8月1日、ビットコインに何が起きる?分裂問題とは (後編)

2017年7月13日 19:08

 また、取引のサイズを圧縮して、ブロックにたくさん入れられるようにする(セグウィットという)と、1度にたくさんの取引が処理できるようになる半面、マイナーの手数料が安くなる可能性がある。更に、ノードと呼ばれるコンピューターをセグウィットに対応するものに換えなければならない。手数料を下げたくないのと、コストがかかることを嫌うなどの理由でセグウィットに対応していないマイナーが大多数だ。2017年1月の時点ではマイナーの27%がコンピューターを変えているが、これが95%以上にならないと、セグウィットが有効にならない。

【前編は】8月1日、ビットコインに何が起きる?分裂問題とは (前編)

 つまり、どちらの方法も現状ではスケーラビリティ問題を解決する特効薬たり得ないということだ。ビットコインでは今年11月にセグウィット採用の可否が判明する予定となっている。

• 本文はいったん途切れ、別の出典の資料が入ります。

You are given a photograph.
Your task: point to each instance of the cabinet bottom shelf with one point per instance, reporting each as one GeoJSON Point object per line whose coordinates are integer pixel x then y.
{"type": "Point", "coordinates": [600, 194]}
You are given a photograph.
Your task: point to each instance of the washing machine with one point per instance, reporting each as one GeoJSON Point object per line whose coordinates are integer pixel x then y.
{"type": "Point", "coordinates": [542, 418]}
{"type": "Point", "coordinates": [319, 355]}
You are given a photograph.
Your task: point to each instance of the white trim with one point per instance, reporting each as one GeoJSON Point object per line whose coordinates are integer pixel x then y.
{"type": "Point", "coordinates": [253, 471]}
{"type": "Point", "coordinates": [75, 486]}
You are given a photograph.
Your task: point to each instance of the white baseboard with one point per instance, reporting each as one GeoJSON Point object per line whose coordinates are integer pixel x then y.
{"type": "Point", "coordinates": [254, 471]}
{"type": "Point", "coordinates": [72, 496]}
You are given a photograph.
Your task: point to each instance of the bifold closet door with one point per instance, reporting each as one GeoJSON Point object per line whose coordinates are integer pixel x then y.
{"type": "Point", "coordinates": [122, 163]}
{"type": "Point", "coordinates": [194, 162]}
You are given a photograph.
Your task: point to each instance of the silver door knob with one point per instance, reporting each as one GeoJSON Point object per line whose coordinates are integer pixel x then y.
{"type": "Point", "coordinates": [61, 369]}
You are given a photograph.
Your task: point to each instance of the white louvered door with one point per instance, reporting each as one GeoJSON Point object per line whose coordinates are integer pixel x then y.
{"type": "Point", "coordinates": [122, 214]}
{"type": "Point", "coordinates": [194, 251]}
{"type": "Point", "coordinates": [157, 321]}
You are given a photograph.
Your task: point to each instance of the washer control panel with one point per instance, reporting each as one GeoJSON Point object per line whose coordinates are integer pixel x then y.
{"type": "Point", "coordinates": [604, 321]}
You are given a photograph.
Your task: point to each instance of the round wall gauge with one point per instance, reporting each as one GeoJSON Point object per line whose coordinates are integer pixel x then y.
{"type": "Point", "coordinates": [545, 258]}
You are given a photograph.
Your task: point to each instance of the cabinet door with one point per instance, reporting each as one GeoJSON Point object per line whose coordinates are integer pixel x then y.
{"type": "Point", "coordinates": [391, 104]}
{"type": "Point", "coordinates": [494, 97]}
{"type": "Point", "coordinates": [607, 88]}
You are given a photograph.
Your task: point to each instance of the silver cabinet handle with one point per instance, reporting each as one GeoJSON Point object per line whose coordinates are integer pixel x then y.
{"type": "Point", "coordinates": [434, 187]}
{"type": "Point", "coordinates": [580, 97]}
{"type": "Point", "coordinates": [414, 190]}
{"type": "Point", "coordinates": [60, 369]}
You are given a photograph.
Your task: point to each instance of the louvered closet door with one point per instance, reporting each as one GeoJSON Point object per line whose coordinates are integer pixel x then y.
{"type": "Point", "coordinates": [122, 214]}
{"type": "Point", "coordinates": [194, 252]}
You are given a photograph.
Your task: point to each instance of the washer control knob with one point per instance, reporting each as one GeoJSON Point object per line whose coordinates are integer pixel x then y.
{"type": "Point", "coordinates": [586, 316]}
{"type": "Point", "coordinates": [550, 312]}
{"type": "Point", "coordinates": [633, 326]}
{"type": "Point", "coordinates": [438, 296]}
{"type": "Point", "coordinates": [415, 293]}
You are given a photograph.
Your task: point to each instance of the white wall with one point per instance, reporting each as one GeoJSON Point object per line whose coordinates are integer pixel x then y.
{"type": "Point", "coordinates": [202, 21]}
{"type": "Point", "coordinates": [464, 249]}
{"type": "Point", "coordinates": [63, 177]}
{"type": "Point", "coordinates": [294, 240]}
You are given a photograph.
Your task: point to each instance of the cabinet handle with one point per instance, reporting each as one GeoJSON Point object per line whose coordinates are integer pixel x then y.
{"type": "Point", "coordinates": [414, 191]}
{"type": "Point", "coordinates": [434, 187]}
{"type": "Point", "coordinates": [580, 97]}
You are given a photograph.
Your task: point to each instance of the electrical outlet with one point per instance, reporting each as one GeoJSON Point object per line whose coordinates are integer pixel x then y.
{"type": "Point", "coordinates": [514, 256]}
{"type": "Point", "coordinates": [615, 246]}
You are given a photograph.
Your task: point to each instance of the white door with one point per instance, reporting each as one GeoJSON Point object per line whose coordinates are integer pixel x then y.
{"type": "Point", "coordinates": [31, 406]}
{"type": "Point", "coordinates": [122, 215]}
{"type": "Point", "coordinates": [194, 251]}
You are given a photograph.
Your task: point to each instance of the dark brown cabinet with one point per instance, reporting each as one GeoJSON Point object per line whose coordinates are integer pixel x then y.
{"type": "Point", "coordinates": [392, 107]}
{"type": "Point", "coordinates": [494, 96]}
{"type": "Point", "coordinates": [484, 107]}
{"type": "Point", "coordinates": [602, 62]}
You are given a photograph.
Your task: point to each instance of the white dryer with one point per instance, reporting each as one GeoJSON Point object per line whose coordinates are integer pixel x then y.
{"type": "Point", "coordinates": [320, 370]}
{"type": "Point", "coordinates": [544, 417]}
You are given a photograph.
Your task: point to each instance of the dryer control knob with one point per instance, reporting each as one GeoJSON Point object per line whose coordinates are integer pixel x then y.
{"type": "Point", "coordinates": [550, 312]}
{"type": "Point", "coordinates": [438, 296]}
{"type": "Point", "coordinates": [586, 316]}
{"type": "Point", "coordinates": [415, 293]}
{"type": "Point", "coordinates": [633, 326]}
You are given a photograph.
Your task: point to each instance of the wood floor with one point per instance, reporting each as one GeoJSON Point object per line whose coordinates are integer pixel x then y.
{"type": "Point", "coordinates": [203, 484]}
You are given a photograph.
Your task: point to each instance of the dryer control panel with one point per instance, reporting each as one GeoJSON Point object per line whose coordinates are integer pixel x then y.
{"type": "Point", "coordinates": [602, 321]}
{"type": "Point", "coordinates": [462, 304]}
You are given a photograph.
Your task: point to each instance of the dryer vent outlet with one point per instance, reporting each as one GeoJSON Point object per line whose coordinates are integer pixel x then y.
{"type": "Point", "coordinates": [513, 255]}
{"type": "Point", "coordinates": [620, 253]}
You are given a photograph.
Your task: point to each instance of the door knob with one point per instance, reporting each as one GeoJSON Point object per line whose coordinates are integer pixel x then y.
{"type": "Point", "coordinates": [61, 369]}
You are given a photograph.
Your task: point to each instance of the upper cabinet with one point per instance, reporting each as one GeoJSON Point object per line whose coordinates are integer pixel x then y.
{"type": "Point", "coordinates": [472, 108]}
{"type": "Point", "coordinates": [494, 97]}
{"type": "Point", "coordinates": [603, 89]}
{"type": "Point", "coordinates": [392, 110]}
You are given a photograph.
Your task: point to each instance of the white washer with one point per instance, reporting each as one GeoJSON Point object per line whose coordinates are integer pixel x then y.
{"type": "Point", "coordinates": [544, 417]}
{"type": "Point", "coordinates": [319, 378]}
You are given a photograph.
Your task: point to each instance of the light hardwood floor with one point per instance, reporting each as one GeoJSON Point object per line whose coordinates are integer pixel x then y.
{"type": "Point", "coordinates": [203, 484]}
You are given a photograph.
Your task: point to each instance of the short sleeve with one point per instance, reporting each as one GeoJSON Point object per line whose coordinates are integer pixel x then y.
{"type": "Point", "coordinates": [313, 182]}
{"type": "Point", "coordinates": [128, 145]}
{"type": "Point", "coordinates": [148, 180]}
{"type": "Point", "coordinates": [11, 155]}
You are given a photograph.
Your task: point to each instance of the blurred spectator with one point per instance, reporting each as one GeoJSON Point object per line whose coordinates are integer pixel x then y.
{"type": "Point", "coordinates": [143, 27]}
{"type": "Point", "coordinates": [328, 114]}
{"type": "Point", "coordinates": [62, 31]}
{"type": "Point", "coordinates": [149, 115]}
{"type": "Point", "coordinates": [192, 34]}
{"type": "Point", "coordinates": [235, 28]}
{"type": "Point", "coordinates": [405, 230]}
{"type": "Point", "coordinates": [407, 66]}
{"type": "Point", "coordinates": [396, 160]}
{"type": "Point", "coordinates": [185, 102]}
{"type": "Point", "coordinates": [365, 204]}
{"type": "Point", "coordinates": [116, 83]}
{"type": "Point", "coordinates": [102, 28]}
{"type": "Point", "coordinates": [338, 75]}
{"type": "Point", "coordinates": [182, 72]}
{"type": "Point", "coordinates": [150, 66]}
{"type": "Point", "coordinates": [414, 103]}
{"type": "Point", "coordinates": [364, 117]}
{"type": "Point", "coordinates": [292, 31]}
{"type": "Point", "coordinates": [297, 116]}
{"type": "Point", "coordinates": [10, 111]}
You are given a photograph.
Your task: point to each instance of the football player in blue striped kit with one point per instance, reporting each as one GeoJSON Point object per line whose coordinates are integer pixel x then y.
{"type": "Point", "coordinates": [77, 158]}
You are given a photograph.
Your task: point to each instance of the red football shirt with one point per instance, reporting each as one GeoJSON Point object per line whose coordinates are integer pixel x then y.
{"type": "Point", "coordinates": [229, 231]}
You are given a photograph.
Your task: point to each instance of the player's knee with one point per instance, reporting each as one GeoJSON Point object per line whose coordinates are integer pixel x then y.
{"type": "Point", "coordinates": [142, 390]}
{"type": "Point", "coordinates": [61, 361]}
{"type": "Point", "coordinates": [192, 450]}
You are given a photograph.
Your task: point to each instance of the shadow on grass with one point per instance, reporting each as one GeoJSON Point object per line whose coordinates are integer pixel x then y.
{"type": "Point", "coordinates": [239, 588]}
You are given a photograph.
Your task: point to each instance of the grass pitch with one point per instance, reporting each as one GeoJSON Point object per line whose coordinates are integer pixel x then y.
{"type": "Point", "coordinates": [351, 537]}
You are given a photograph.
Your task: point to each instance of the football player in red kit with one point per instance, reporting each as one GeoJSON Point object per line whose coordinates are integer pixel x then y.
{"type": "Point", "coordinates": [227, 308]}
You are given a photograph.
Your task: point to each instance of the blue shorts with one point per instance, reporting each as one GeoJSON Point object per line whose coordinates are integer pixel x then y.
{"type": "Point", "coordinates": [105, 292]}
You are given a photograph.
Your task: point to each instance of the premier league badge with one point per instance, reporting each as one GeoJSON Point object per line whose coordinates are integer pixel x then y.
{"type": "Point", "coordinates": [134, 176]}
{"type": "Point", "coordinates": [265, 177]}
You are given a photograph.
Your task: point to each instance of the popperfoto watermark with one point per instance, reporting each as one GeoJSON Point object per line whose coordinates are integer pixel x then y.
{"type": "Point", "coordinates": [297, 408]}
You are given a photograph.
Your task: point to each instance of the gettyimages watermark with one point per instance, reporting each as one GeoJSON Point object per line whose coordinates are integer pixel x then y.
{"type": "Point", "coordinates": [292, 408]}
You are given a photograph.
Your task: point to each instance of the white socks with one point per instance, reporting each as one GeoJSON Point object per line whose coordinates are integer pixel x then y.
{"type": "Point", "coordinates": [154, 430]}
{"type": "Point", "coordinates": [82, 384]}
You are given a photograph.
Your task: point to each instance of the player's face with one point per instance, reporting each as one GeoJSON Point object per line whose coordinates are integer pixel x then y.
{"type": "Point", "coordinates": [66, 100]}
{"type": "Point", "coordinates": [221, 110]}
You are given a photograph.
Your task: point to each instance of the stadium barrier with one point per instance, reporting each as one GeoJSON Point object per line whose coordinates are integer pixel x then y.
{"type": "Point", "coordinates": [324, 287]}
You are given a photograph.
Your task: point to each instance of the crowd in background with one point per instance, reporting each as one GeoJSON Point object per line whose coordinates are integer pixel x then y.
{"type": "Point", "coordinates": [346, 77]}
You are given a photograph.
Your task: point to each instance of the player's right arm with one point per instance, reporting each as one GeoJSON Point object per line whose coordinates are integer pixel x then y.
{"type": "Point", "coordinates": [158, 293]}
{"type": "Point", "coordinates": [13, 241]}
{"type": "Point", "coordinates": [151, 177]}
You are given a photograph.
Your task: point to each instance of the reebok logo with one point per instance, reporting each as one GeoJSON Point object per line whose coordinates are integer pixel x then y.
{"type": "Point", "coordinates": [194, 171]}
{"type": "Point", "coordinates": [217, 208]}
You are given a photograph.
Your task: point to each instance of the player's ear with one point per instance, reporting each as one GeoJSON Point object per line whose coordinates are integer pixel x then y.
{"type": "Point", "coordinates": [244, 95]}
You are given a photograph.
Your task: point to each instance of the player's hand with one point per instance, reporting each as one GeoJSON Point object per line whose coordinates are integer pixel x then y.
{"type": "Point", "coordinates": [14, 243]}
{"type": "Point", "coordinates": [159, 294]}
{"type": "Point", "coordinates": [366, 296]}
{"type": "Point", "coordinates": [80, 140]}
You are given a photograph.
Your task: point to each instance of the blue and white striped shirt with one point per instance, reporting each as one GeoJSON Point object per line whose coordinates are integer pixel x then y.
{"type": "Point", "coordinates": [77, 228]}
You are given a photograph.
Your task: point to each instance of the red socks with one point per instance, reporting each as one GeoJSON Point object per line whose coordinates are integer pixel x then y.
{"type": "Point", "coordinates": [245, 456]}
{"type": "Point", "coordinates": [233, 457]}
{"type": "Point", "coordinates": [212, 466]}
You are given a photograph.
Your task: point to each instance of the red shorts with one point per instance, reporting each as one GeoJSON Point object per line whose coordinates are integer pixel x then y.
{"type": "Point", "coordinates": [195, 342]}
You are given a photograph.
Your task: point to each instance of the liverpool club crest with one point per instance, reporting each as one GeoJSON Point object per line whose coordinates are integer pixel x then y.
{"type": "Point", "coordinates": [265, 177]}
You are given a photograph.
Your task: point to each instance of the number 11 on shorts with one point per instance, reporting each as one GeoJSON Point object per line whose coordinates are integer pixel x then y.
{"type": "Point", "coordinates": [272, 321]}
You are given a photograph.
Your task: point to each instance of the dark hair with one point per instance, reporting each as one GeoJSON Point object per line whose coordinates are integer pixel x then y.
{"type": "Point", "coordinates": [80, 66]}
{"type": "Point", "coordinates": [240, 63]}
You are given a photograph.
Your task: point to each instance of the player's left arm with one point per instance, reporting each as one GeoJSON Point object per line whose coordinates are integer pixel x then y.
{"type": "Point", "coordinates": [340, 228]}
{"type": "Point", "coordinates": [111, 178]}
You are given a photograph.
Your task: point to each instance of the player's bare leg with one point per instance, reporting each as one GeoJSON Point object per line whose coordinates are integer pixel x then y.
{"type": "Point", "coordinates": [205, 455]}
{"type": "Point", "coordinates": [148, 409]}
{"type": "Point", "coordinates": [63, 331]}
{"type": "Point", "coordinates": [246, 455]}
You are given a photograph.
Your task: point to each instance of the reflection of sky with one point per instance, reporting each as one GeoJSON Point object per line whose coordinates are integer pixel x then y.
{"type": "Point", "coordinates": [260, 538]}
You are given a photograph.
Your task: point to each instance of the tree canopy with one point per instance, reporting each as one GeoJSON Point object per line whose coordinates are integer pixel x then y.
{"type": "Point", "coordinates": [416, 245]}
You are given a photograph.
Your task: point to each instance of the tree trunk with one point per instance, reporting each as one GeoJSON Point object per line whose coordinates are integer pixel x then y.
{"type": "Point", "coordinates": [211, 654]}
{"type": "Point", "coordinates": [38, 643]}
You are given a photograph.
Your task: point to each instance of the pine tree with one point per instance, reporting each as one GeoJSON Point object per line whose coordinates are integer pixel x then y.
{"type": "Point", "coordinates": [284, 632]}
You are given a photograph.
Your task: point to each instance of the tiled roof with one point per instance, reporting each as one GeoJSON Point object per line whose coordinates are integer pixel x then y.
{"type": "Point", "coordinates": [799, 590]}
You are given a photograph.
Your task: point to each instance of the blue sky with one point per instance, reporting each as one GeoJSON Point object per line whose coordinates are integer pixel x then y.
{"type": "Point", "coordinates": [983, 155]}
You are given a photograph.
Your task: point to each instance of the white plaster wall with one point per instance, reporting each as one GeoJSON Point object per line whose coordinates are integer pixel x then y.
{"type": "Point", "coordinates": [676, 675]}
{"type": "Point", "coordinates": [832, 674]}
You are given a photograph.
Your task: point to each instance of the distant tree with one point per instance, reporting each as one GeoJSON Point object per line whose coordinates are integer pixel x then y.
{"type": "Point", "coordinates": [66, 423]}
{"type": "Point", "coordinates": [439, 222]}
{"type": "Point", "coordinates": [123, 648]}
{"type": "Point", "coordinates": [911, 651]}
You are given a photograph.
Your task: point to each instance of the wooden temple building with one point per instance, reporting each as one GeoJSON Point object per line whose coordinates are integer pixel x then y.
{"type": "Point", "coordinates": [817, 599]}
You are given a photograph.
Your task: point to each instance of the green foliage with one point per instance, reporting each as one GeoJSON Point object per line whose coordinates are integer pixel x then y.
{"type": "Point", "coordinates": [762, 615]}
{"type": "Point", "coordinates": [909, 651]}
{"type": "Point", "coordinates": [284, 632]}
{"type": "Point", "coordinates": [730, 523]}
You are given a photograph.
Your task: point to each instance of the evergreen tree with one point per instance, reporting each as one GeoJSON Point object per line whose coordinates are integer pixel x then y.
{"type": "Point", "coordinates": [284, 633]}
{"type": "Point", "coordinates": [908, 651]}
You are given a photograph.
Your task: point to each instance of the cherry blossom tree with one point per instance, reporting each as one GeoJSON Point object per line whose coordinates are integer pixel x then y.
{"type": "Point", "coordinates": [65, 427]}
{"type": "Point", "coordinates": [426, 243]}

ちなみに、先週は日本産のモナーコインが世界で初めてセグウィットの採用を決定したために価格が高騰し、今週はライトコインのセグウィット採用が決定し、決定の数日前から期待買いの高まりによってライトコイン価格が高騰した。セグウィットを採用することが市場の信頼につながり活況を呼び込む図式が見える。

 上記のように、ビットコインの急速な普及によって、容量と処理能力の早急な見直しを図るべき問題が認識されてきた。しかし、マイナー側と利用者側との調整が進まないため、利用者側が新たな枠組みを作ると予告した日が8月1日なのだ。新たな枠組みを分裂と表現するとして、現状では分裂によってどんな影響が出るのか、全く見えていない。一部の取引所は8月1日前後にビットコインの取引を一時中止することも検討している。この懸念があるため12日の大幅な安値につながった。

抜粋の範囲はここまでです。